Two little words make me want to jump out of my skin... such a simple phrase and yet it can wreak such havok.
There is no faster way to shut a child down than with a “Good Job!”
Even an enthuastic "Good Job!" Or a caring and compassionate "Good Job!" Is this sounding crazy to you? Picture it..
Young Michaela just finished her painting after an hour of hard work and creativity. She is thrilled about her project and there is an aura of pleasure and accomplishment in the air.
You, Caregiver Extraordinaire, are busy making dinner and Michaela’s younger brother, James, is having you test him on his vocab words while you chop veggies. (Look at y'all go!)
Michaela approaches the counter, beaming. She says “Look! I finished!” as she holds up her artwork. You say, “Oh wow, Michaela. Good job!”
And boom. That’s done.
You’ve emotionally patted her on the head and she can be on her way now.
It devastates me when I hear Parents, Nannies, Teachers, and other Caregiving adults shut down a child with a “Good Job!” Or a “I love it!”
I can feel the defeat. Their deflated accomplishment. That's it.
OBSERVE. ASK QUESTIONS. BE INTERESTED!
“I SEE you used a lot of blue.. “
“Those are interesting color choices- why’d you pick them?”
What is it of? (Please, don’t assume that because it has whiskers and a tail, it’s a cat. You don’t know what elephants look like in swimming pools on Mars!”) Where does ____ live? What do they eat there? Do they have a family?
Expand on their imagination. Push them further.
And when you acknowledge, or praise, make it about their EFFORT!- how hard they worked. How much thought and creativity they put into it. How innovative they were. It’s not about their ability!

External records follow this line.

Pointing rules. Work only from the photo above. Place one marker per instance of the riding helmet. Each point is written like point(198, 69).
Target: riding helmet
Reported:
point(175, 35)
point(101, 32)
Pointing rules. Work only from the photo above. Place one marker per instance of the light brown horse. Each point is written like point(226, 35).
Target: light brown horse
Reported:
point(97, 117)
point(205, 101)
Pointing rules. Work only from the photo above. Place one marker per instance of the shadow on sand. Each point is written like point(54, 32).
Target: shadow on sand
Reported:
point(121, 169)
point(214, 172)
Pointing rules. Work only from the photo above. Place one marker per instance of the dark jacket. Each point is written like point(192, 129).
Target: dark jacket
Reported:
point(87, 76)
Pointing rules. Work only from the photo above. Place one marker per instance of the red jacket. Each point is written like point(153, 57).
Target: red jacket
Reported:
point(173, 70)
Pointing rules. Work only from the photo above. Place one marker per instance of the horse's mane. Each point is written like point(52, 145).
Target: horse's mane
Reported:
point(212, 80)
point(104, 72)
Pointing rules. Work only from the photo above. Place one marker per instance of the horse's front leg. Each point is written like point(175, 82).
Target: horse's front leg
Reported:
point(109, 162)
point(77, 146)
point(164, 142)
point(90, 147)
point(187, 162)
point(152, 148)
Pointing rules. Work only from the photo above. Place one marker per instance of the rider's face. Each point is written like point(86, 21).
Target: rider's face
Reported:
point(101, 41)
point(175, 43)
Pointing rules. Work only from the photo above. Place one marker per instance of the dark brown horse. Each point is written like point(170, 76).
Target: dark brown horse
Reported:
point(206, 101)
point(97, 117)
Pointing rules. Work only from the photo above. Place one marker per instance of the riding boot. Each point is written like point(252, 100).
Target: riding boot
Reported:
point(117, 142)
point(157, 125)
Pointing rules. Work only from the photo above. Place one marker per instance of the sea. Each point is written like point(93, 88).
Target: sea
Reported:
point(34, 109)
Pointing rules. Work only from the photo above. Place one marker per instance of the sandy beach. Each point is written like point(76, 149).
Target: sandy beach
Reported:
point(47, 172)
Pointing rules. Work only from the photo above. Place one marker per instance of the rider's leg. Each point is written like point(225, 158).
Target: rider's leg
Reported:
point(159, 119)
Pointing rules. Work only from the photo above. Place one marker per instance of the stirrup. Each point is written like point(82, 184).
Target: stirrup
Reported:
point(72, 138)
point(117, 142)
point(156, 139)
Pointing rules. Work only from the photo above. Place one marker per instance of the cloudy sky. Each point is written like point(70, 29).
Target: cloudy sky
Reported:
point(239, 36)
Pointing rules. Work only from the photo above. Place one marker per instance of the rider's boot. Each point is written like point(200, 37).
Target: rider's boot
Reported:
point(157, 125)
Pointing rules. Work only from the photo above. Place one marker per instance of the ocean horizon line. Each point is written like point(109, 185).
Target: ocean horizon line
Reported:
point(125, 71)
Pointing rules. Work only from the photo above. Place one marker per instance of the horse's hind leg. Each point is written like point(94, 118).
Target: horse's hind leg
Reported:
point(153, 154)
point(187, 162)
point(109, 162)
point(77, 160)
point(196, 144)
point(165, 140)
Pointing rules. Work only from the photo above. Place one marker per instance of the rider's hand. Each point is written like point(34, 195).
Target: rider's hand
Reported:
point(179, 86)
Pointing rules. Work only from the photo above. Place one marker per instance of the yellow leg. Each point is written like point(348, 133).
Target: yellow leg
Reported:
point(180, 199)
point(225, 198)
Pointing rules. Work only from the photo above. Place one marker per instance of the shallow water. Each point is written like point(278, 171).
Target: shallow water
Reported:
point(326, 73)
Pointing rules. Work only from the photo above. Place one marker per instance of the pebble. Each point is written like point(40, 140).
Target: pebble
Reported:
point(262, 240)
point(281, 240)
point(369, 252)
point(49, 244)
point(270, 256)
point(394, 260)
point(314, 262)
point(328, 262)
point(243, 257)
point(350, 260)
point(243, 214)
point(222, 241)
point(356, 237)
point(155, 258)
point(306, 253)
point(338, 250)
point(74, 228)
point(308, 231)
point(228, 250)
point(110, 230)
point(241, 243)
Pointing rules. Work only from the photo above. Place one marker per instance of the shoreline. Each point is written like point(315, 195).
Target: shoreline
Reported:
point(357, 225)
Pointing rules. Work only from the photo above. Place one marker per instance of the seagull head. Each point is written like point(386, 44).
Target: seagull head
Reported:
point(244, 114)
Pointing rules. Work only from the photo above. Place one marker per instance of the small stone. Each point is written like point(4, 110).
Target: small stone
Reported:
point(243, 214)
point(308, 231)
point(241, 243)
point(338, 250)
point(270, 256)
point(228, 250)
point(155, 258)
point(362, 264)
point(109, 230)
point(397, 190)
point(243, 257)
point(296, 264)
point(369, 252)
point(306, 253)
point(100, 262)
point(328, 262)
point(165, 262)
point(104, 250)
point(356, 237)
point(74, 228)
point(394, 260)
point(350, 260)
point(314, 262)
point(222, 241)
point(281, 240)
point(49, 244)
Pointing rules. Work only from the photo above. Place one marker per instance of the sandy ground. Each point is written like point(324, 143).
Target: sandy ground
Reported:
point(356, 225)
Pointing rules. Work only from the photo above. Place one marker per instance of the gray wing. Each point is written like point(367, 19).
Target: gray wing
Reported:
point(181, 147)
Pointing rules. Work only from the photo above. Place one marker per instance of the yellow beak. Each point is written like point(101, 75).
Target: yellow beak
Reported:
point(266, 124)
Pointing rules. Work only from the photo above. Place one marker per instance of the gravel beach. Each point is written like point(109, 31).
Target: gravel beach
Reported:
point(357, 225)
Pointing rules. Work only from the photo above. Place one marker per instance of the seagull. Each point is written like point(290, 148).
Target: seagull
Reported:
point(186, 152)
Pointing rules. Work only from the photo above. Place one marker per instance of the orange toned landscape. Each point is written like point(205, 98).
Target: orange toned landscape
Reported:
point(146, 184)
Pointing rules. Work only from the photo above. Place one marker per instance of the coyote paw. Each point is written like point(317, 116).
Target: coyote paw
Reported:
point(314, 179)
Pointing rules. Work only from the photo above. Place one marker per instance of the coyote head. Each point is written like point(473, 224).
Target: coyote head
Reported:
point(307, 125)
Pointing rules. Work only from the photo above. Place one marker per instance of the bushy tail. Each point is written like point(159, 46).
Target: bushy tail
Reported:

That can grow.. but not if they have any stigma attached to being “good” or “bad” at it.
And whenever kids ask you "Do you like it?" (and we know that is the GOLDEN question), I always try to flip it first and see if that satisfies it- "Well, do YOU like it?" Sometimes they'll respond and that'll be it. Sometimes it's a "Yeah, but do you?" And then I'll go back to including something specific about what they did. It's not about them being an artist, or my approval.
We want kids who are confident, empowered, self-assured, risk-takers, and who possess WILD imagination.
It's not easy. There are times when a "Good Job" is truly all you can offer. And it's a balancing act, sure. You can't be engaged 100% of the time (unless you're super-human, or you've found some special vitamin at Whole Foods that keeps you mindful all the time, and if so, please be a pal and pass that along!) We're all doing the best we can. Modeling that is perhaps the most important part. (Even sharing with them in those moments when you don't have time/energy to give them more than a "Good Job" that you'd like to hear more about it when you aren't swamped with x, y, or z." Keep trying! We're all in this together!